Agência de Rating espera que as economias latino-americanas se recuperem um pouco em 2020, o que ajudaria os mercados de seguros nesses países a explorar melhor seu potencial de crescimento
Em um novo relatório especial, intitulado “América Latina: os riscos econômicos e políticos podem diminuir em 2020”, a AM Best ressalta que os países latino-americanos estão emergindo de dois anos de baixo crescimento e ventos contra devido a uma série de fatores. Esses fatores incluíram o fim do super ciclo de preços das commodities, instabilidade política e a incerteza política resultante, um menor crescimento global e regional e fluxos de investimento voláteis.

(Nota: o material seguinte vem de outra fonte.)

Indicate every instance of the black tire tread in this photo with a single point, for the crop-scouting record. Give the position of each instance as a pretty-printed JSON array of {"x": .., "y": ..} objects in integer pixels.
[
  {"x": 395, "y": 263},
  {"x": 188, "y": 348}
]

Apesar desses desafios, os mercados de seguros permaneceram resilientes. Estima-se que o crescimento do Produto Interno Bruto (PIB) em 2020 seja de 1,8%, após 0,2% no ano anterior e 1,0% em 2018.
As economias dos países latino-americanos são diversas e dinâmicas, com grande potencial devido à abundância de recursos naturais, afirma a agência em seu relatório. No entanto, a dependência de produtos básicos torna a região vulnerável a condições e choques externos. Esses países são amplamente heterogêneos e as diferenças podem ser atribuídas a reações individuais e exposições a choques internos e externos.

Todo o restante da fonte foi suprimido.